In another sign that weeks of trouble in South Africa’s platinum belt were ending, the world’s biggest platinum producer, Anglo American Platinum, announced that it had resumed operations in the strike-hit Rustenburg area.
The spot platinum price fell 2% on the Marikana news to US$1,627.49/oz, and the rand firmed over 1% to R8.166 to the dollar.
Marikana strikers’ representative Bodlani said the workers had asked Lonmin management to promise that it would work with unions to reach the R12,500 basic monthly salary within two years. The company has not yet responded to this. It had previously argued that paying R12,500 a month would put thousands of jobs at risk and challenge the viability of the business.

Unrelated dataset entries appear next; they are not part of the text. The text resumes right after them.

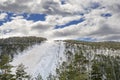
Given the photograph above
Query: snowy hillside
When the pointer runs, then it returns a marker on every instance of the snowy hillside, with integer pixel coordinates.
(70, 60)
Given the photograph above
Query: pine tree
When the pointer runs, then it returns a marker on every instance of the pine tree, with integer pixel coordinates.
(5, 68)
(20, 73)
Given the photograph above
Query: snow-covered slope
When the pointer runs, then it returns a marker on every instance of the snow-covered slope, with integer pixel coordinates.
(41, 59)
(96, 59)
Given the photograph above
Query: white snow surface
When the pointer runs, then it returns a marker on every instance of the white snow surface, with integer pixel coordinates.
(43, 58)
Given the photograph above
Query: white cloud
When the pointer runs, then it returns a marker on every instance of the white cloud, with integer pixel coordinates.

Amplats, in its statement, said it considered it was now safe for employees to return to their jobs, but acknowledged that many mining employees were still to return to work.
It said smelting and other processing operations at Rustenburg were already at normal levels.
Amplats had suspended operations in the heart of the platinum belt last week when machete-wielding strikers marched on shafts.
An illegal strike by 15,000 workers at the KDC West mine operated by Gold Fields Limited, the world’s fourth largest bullion producer, continued yesterday as its chief executive said the firm would not agree to demands for a minimum wage of R12,500 a month.